Read here about a type of scale. The relevance of this "scale" to the broader concern of "scale" as an "order of magnitude" is discussed.


Linear scale is the general term for the scale on a map. Also called a bar scale, scale bar, graphic scale, or graphical scale, it is a means of visually showing the scale of a map, nautical chart, engineering drawing, or architectural drawing.
In most projections such as Mercator, scale varies with latitude, so on small scale maps, covering large areas and a wide range of latitudes, the linear scale must show the scale for the range of latitudes covered by the map.

Mercator varying linear scale, from Defense Mapping Agency World Map, series 1150. Public Domain.

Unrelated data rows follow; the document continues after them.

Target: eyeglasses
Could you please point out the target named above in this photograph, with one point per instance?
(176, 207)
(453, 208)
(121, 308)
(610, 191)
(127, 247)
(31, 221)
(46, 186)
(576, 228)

Nautical charts do not feature a linear scale since a nautical mile is approximately equal to a minute of latitude and can be measured against the latitude scale at the sides of the chart.
While linear scales are used on architectural and engineering drawings, particularly those that are drawn after the subject has been built, many such drawings do not have a linear scale and are marked "Do Not Scale Drawing" in recognition of the fact that paper size changes with environmental changes and only dimensions that are specifically shown on the drawing can be used reliably in precise manufacturing.


The linear scale is a type of proportional scale, one example of an operational definition of how one scale is mapped onto another scale, and how such information is communicated to people.